The Spirit's witness: "The Spirit himself testifies with our spirit that we are God's children" (Romans 8:16). There is an inner witness — not primarily a feeling but a deep orientation of the spirit toward God as Father.

The New Birth and the Christian Life

New birth is the beginning, not the destination. The regenerate person is a new creation — "if anyone is in Christ, the new creation has come: the old has gone, the new is here!" (2 Corinthians 5:17) — and is called to grow in that new life through the practices of discipleship.

1 Peter 2:2: "Like newborn babies, crave pure spiritual milk, so that by it you may grow up in your salvation." New birth produces new hunger — and the hunger is to be fed by God's word.
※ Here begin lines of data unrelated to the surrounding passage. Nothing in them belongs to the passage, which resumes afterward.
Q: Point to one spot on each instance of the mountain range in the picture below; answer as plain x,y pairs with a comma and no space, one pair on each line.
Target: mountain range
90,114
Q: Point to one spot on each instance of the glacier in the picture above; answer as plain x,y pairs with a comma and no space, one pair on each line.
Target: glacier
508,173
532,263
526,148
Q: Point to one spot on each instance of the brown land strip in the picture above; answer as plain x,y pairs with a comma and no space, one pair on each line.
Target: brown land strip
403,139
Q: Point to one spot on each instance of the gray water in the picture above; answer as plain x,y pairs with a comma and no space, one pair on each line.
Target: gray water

2 Peter 1:3–4: "His divine power has given us everything we need for a godly life through our knowledge of him who called us by his own glory and goodness. Through these he has given us his very great and precious promises, so that through them you may participate in the divine nature, having escaped the corruption in the world caused by evil desires." The new birth is participation in divine nature — an extraordinary claim that grounds the whole Christian life.

A Prayer

Holy Spirit, I acknowledge that I cannot make myself be born again — this is your work, not mine. But I ask you, in the words of Nicodemus's implied question: give me what is needed to enter your kingdom. Give me new life. Give me a new heart. Let me be "born from above" in whatever way you accomplish that. And if I have already been born again, let me live in the fullness of that new life — not as a spiritual infant but as someone growing into the full stature of Christ. Amen.

Frequently Asked Questions

Is being born again the same as being saved? Yes — regeneration (new birth), justification, adoption, and conversion are all aspects of the one event of salvation, experienced from different angles. Regeneration is the divine side (what God does); conversion is the human side (repentance and faith). They are inseparable.

Can you be born again more than once? No — new birth, like physical birth, happens once. However, growth in the Christian life is continuous. You can have seasons of spiritual renewal and re-commitment that feel like new beginnings without those being regenerations.

What is "born of water and the Spirit" in John 3:5? Interpretations vary: (1) physical birth (amniotic fluid) and spiritual birth — contrasting two kinds of birth; (2) baptism and the Spirit — a sacramental reading; (3) repentance/cleansing (water imagery for spiritual cleansing in the Old Testament) and regeneration. Most evangelical theologians prefer interpretation (1) or (3), reading "water" as the cleansing associated with repentance.

Does being born again happen at baptism? Catholic and Lutheran traditions connect regeneration closely to baptism. Evangelical Protestants generally hold that baptism is the outward sign of an inward reality that happens at faith, not the means of producing that reality.

Can I choose to be born again? The question is complex. The Spirit's regenerating work is prior to and produces the human response of faith. Yet the gospel command is genuinely "repent and believe" — a real human response is required. The best synthesis: you cannot produce regeneration, but you are called to respond to the gospel with genuine faith and repentance, trusting the Spirit to make that response effective.